Part 1

Use ggplot() to produce a histogram of salinity values

temp = read.csv("Temperature.csv")
library(ggplot2)
library(ggthemes)
myplot = ggplot(temp, aes(x = Salinity))
myplot = myplot + ggtitle("Salinity Values")
myplot + geom_histogram(binwidth=1, position = "identity") + theme_economist() + ggtitle("Salinity Values")
## Warning: Removed 798 rows containing non-finite values (stat_bin).

Make a histogram of salinity values for each year of study, and then for each month

myplot = ggplot(temp, aes(x = Salinity))
myplot + facet_wrap(~ Year) + geom_histogram(fill='lightblue') + ggtitle("Salinity Values Per Year")
## `stat_bin()` using `bins = 30`. Pick better value with `binwidth`.
## Warning: Removed 798 rows containing non-finite values (stat_bin).

myplot = ggplot(temp, aes(x = Salinity))
myplot + facet_wrap(~ Month) + geom_histogram(fill='coral') + ggtitle("Salinity Values Per Month")
## `stat_bin()` using `bins = 30`. Pick better value with `binwidth`.
## Warning: Removed 798 rows containing non-finite values (stat_bin).

Make a boxplot of temperature values for each station

myplot = ggplot(temp, aes(x=Temperature))
myplot = myplot + facet_wrap(~ Station) + geom_boxplot(fill='lightgreen') + ggtitle("Temperature values for each Station")
myplot
## Warning: Removed 927 rows containing non-finite values (stat_boxplot).

ggsave("temp_vs_station.png", myplot, width = 6, height = 4)
## Warning: Removed 927 rows containing non-finite values (stat_boxplot).

Bonus

Part 2

Make some time series plots of temperature and salinity. Using the new variable, make a scatterplot of temperature and salinity over time.

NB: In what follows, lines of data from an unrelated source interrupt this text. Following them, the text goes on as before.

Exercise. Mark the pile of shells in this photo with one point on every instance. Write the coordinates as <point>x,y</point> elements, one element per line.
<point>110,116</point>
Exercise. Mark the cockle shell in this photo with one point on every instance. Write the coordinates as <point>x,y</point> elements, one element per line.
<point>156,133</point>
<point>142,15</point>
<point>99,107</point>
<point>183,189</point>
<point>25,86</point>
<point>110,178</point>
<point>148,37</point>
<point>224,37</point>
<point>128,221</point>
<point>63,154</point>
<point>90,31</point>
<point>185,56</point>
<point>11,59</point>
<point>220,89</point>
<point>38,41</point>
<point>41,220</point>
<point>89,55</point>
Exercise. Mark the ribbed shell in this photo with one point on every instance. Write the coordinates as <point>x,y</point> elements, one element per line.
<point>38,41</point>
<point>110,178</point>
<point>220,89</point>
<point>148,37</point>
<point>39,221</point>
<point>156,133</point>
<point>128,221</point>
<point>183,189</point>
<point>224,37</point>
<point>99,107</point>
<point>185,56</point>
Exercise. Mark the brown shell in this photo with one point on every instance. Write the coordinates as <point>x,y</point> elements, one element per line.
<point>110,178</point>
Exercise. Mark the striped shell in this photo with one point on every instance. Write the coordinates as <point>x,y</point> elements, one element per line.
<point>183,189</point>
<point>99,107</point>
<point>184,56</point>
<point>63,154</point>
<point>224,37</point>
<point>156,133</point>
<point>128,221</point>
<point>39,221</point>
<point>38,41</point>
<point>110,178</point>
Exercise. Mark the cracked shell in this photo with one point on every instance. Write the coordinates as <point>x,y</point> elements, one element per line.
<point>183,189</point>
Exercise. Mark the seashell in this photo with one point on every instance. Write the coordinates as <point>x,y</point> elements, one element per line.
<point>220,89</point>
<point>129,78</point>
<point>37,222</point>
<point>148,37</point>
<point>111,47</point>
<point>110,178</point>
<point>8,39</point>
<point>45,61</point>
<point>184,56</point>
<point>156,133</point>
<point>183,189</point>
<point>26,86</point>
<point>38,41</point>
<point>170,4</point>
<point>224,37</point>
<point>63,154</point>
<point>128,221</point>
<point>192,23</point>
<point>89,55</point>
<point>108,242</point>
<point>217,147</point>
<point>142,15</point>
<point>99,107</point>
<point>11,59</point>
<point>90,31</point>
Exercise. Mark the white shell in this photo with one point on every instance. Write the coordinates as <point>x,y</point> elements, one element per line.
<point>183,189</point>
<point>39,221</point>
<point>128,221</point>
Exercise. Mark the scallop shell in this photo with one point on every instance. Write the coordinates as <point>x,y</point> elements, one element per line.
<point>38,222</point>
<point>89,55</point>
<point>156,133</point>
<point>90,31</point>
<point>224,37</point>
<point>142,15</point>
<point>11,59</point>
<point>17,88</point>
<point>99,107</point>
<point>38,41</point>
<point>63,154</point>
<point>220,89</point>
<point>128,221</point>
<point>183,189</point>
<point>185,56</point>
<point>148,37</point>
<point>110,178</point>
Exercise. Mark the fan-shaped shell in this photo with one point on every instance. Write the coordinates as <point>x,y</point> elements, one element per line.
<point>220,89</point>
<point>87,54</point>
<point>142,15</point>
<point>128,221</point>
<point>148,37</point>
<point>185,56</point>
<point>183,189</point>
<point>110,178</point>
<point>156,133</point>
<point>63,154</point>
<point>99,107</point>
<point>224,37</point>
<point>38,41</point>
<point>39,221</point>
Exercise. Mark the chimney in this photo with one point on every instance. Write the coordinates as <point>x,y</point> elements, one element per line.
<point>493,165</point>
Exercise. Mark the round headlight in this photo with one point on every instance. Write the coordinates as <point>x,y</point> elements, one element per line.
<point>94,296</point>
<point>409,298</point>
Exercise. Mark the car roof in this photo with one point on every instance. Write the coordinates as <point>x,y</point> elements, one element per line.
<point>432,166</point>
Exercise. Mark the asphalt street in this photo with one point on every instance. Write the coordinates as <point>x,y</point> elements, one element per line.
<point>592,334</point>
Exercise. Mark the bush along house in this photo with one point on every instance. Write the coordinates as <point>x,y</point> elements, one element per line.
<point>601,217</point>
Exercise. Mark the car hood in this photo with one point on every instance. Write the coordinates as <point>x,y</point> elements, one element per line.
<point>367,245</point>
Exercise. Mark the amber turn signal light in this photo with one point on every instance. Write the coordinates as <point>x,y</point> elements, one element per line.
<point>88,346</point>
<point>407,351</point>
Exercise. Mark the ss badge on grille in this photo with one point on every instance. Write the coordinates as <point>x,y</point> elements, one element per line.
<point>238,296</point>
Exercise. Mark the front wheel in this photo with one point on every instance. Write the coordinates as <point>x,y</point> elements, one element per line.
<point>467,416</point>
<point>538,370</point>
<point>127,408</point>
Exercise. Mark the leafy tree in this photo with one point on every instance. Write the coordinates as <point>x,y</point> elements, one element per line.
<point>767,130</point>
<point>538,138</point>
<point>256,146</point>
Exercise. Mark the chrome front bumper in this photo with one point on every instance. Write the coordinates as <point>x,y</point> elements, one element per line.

temp = read.csv("Temperature.csv")
temp$decdate <- temp$Year + temp$dDay3 / 365
myplot = ggplot(temp, aes(x = Temperature, y = Salinity))
myplot + geom_point()
## Warning: Removed 963 rows containing missing values (geom_point).

Make a scatterplot of salinity, grouped using facet_wrap() into different ‘Areas’

temp = read.csv("Temperature.csv")
temp$decdate <- temp$Year + temp$dDay3 / 365
myplot = ggplot(temp, aes(x = Salinity, y = Station))
myplot + facet_wrap(~ Area) + geom_point(color = 'lightpink', fill = 'white')
## Warning: Removed 798 rows containing missing values (geom_point).

Make a lineplot of salinity, grouped using facet_wrap() into different ‘Areas’

temp = read.csv("Temperature.csv")
temp$decdate <- temp$Year + temp$dDay3 / 365
myplot = ggplot(temp, aes(x = Salinity, y = Station))
myplot + facet_wrap(~ Station) + geom_line(aes(group=Area, color=Salinity)) + ggtitle("Salinity values for each Station")
## Warning: Removed 217 row(s) containing missing values (geom_path).